Computation-expensive problems have become more common in nuclear industry, originating from expensive analysis with the aim of reaching high accuracy. To overcome this challenge, surrogate modelling techniques are often proposed.
Passive containment cooling system (PCCS) is an essential pattern to ensure the containment integrity in the case of accidental conditions for AP600 reactor, so determination of the most influential parameter as regards the heat transfer rate is of great significance to the optimization design and security analysis of nuclear power plants.

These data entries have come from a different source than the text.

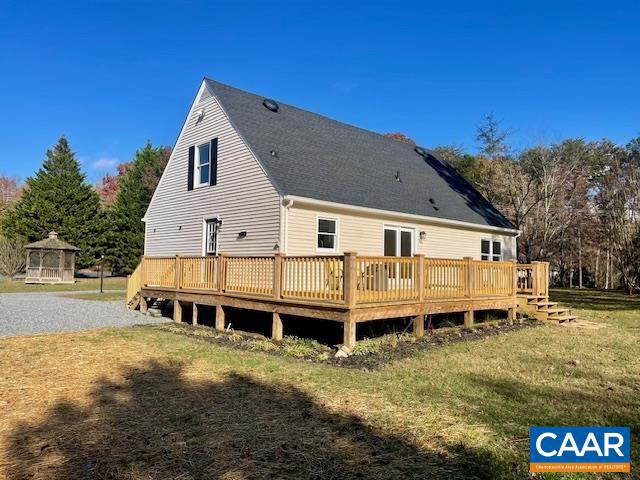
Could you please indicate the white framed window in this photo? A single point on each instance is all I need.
(490, 250)
(210, 237)
(202, 171)
(327, 234)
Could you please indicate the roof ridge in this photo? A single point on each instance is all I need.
(382, 135)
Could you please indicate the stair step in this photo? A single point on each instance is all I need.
(546, 304)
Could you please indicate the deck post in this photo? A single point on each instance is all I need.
(177, 311)
(468, 318)
(468, 291)
(143, 272)
(221, 274)
(194, 316)
(418, 326)
(350, 280)
(276, 327)
(420, 273)
(178, 272)
(143, 305)
(277, 276)
(349, 339)
(535, 272)
(220, 322)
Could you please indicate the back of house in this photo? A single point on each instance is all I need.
(252, 176)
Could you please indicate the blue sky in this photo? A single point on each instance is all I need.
(112, 74)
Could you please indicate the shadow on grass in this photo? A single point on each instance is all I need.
(158, 424)
(595, 299)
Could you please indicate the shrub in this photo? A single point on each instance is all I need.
(12, 256)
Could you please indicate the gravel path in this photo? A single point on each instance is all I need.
(26, 313)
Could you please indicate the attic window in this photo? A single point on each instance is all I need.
(270, 105)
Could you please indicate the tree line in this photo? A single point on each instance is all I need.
(575, 202)
(102, 220)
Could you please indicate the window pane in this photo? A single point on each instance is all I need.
(204, 174)
(203, 154)
(390, 243)
(326, 241)
(405, 244)
(326, 226)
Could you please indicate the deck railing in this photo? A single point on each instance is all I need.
(313, 278)
(346, 279)
(387, 279)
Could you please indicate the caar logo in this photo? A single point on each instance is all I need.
(580, 449)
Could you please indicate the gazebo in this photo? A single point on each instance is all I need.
(51, 261)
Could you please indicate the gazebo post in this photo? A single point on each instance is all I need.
(61, 265)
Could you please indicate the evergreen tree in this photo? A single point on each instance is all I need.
(58, 198)
(125, 233)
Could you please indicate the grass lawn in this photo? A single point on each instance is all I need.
(141, 403)
(106, 296)
(110, 283)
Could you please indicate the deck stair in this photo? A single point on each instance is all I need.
(542, 309)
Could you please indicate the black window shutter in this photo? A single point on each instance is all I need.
(213, 168)
(192, 155)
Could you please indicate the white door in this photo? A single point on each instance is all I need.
(398, 242)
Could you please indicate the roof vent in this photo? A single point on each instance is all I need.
(270, 105)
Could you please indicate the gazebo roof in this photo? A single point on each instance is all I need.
(51, 243)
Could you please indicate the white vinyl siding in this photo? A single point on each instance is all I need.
(364, 234)
(243, 198)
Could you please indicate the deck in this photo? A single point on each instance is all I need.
(345, 288)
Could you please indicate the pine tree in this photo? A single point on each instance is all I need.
(58, 198)
(125, 233)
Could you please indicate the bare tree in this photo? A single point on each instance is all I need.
(618, 199)
(12, 256)
(492, 138)
(9, 192)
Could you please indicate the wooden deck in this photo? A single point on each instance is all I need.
(345, 288)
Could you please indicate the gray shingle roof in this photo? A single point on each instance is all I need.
(324, 159)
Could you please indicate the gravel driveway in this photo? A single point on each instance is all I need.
(25, 313)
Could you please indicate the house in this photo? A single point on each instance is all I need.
(253, 176)
(265, 206)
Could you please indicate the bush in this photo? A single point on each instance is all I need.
(12, 256)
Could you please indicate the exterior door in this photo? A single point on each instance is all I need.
(398, 242)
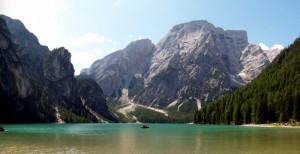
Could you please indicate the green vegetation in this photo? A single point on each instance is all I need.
(145, 115)
(274, 96)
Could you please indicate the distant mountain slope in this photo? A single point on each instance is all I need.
(37, 85)
(194, 63)
(274, 96)
(116, 71)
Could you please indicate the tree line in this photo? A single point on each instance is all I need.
(274, 96)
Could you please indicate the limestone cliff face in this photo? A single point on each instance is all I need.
(115, 71)
(35, 81)
(91, 96)
(28, 48)
(59, 73)
(194, 60)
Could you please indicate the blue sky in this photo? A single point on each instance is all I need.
(91, 29)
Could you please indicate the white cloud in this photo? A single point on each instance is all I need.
(43, 18)
(88, 48)
(263, 46)
(87, 39)
(275, 46)
(116, 4)
(140, 37)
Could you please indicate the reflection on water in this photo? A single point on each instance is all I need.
(159, 138)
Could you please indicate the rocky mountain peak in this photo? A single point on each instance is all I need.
(115, 71)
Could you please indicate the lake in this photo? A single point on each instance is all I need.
(159, 138)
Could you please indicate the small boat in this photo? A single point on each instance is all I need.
(1, 128)
(145, 126)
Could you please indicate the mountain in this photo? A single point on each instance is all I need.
(38, 85)
(274, 96)
(115, 71)
(194, 63)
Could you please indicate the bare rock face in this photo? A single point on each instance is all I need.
(115, 71)
(35, 81)
(194, 60)
(28, 48)
(59, 73)
(91, 95)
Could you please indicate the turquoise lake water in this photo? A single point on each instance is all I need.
(159, 138)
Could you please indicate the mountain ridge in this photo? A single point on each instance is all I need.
(37, 84)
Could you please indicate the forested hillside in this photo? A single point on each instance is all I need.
(274, 96)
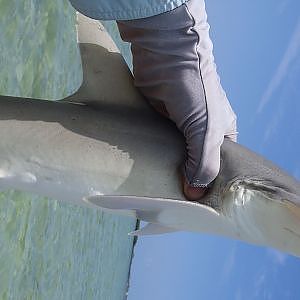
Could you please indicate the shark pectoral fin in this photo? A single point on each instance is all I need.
(152, 229)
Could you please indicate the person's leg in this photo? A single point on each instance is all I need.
(173, 64)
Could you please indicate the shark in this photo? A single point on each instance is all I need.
(105, 148)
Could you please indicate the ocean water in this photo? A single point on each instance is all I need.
(50, 249)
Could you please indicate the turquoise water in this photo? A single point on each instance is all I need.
(51, 249)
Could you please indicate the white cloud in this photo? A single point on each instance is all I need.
(289, 56)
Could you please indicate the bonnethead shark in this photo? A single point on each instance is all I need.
(116, 154)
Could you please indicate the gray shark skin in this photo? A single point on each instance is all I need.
(105, 148)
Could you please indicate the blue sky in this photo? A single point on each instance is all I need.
(257, 50)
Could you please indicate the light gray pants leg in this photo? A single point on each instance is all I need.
(173, 63)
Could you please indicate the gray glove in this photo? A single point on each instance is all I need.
(173, 64)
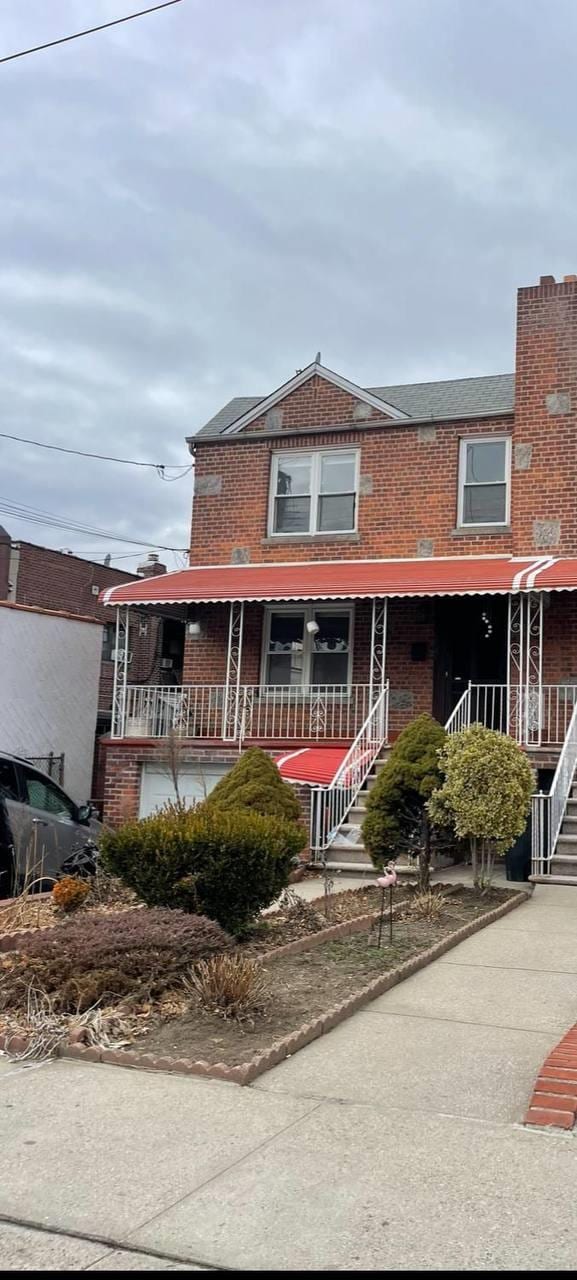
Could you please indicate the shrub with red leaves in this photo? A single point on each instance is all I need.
(95, 959)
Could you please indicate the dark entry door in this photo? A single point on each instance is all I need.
(470, 644)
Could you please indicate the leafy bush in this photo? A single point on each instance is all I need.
(232, 986)
(225, 864)
(397, 819)
(255, 784)
(69, 894)
(485, 794)
(99, 958)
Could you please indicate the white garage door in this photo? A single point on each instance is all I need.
(195, 784)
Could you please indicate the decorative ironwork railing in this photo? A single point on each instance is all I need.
(330, 805)
(230, 713)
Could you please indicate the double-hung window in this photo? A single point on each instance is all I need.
(314, 493)
(307, 647)
(484, 480)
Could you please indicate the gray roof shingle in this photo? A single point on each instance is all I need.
(459, 397)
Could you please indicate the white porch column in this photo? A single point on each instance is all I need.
(232, 690)
(120, 672)
(525, 668)
(378, 670)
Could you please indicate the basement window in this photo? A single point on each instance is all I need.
(484, 480)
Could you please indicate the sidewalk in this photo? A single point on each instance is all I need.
(392, 1143)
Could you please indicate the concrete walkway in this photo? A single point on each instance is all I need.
(392, 1143)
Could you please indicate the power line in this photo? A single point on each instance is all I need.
(90, 31)
(36, 516)
(100, 457)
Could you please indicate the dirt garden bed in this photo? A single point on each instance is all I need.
(305, 986)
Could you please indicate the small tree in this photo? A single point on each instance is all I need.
(485, 795)
(255, 784)
(397, 819)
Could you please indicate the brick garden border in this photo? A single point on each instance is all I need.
(554, 1098)
(248, 1072)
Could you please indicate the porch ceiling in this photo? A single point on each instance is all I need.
(334, 580)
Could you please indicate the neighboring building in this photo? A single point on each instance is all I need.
(374, 553)
(49, 690)
(56, 580)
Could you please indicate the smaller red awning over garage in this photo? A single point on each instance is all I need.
(331, 580)
(312, 764)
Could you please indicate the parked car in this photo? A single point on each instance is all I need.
(44, 833)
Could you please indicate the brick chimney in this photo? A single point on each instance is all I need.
(544, 507)
(151, 567)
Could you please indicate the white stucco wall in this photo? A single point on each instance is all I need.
(49, 690)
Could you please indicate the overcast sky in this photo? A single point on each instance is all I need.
(195, 202)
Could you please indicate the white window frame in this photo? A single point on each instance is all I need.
(308, 612)
(482, 439)
(315, 456)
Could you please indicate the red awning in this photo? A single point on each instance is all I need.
(311, 764)
(330, 580)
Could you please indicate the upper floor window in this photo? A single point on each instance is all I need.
(484, 480)
(314, 493)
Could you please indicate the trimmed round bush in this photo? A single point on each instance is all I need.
(397, 819)
(224, 863)
(255, 784)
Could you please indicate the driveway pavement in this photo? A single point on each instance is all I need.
(392, 1143)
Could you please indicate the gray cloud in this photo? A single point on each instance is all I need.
(195, 202)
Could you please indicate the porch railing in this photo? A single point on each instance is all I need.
(330, 805)
(260, 712)
(549, 809)
(535, 716)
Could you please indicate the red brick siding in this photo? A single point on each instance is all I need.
(413, 497)
(315, 403)
(546, 364)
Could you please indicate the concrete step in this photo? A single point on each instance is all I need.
(342, 854)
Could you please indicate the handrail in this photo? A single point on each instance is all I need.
(459, 717)
(549, 809)
(331, 804)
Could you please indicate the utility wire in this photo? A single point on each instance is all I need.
(101, 457)
(90, 31)
(36, 516)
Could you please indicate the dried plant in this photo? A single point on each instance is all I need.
(298, 910)
(45, 1029)
(232, 986)
(15, 914)
(69, 894)
(427, 906)
(100, 958)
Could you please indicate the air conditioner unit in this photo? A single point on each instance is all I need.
(118, 656)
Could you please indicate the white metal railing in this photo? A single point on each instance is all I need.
(549, 810)
(535, 716)
(330, 805)
(266, 712)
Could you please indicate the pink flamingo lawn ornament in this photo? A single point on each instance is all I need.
(387, 881)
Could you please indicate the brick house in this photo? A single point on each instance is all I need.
(54, 580)
(358, 556)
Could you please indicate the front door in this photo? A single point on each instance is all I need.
(470, 645)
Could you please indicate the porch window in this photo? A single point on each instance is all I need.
(300, 654)
(484, 480)
(314, 493)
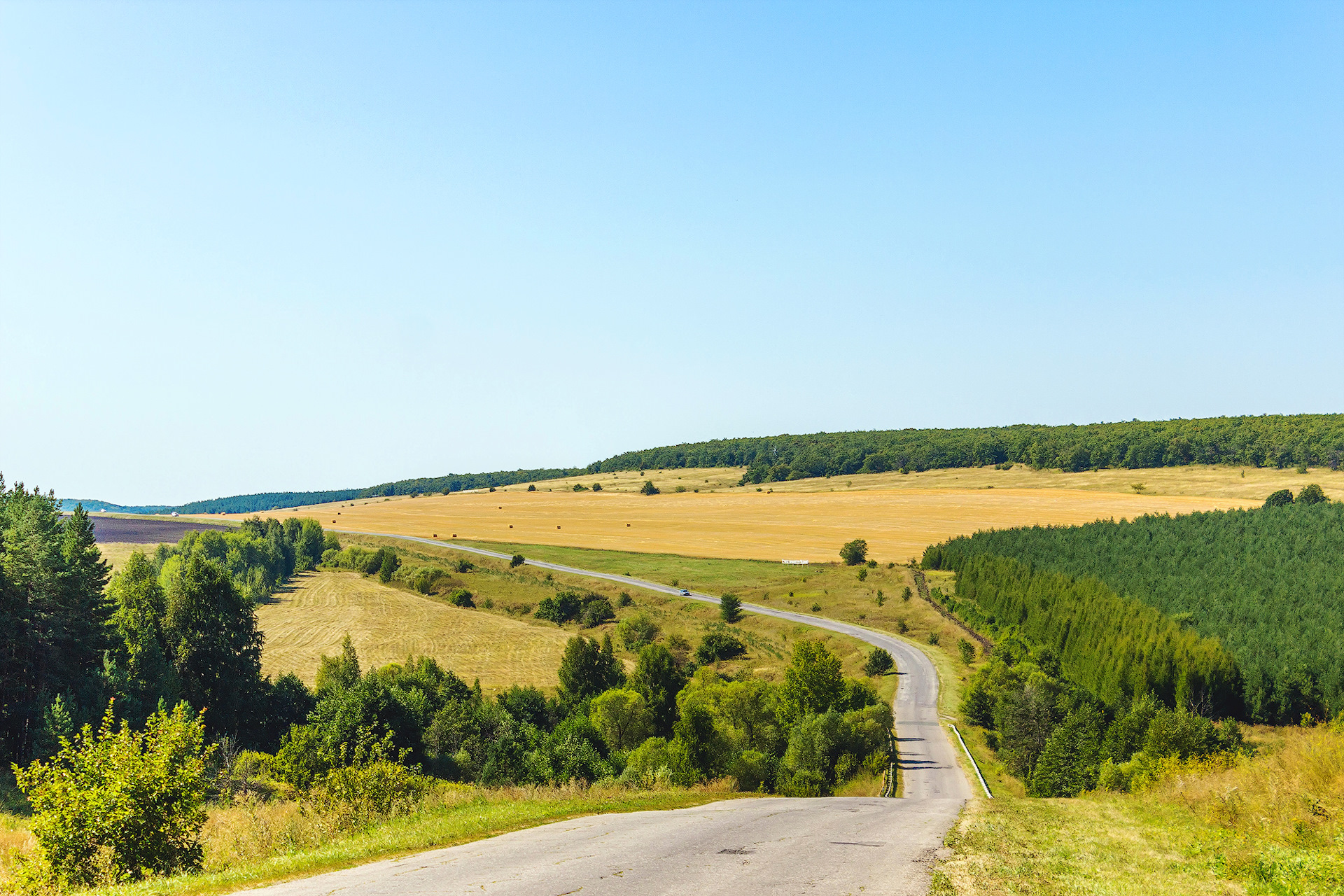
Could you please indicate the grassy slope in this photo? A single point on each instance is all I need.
(441, 824)
(1268, 825)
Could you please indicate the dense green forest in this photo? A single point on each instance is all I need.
(1266, 583)
(1254, 441)
(176, 626)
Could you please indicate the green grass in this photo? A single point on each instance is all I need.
(475, 816)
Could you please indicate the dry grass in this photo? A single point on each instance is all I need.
(745, 523)
(312, 615)
(1266, 824)
(254, 843)
(118, 552)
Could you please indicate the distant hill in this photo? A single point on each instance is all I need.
(1253, 441)
(1281, 441)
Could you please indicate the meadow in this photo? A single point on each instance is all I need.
(806, 519)
(309, 618)
(498, 640)
(1261, 824)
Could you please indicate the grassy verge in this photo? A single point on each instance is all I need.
(253, 846)
(1265, 824)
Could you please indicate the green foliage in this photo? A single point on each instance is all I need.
(812, 682)
(460, 598)
(339, 673)
(659, 678)
(1257, 590)
(638, 630)
(879, 663)
(967, 650)
(118, 804)
(854, 552)
(588, 669)
(596, 612)
(1253, 441)
(718, 645)
(1072, 757)
(622, 716)
(1310, 495)
(1280, 498)
(214, 644)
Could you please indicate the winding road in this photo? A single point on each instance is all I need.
(736, 846)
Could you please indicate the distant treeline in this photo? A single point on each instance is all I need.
(1254, 441)
(1277, 441)
(178, 625)
(1262, 582)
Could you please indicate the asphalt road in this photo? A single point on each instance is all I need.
(769, 846)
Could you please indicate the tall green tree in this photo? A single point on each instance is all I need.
(659, 678)
(812, 682)
(588, 668)
(214, 645)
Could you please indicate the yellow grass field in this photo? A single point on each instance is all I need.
(386, 625)
(804, 526)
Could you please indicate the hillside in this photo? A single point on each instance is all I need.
(1265, 582)
(1269, 441)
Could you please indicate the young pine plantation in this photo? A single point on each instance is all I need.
(1139, 668)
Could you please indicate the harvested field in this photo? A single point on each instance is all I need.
(309, 620)
(745, 523)
(147, 530)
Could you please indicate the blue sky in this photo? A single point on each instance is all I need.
(270, 246)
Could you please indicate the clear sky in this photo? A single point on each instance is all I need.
(270, 246)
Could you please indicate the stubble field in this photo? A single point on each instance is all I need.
(745, 523)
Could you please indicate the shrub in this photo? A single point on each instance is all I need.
(564, 608)
(879, 663)
(118, 805)
(370, 790)
(1310, 495)
(718, 645)
(622, 716)
(967, 650)
(753, 770)
(636, 631)
(596, 612)
(854, 552)
(461, 598)
(1280, 498)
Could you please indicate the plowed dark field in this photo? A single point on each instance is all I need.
(112, 528)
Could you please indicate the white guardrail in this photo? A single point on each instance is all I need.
(974, 763)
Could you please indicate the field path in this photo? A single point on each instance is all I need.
(831, 846)
(312, 615)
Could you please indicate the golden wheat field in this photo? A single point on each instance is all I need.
(743, 523)
(386, 625)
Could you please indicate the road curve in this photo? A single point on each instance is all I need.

This paper contributes to uncertainty quantification in condensation phenomena for PCCS. The purpose is to create a surrogate model instead of a deterministic model for sensitivity analysis on the account of saving computational time. The case used is an experiment carried out in 1998 for which the data is publicly available and was selected here as a showcase of the meta-model construction. In this paper, the database conducted by Anderson in 1998 is used to validate the computational fluid dynamics (CFD) model. By coupling Open-source CFD code code_saturne and uncertainty analysis code OpenTURNS from the SALOME Platform, a representative sample of input and output parameters is obtained using the design of experiments (DoE) technique. Thus, a surrogate model, including kriging and polynomial chaos metamodel, is constructed. In this way, sensitivity analysis of condensing efficiency is performed, which demonstrates the propagation of modeling uncertainty of condensation phenomena.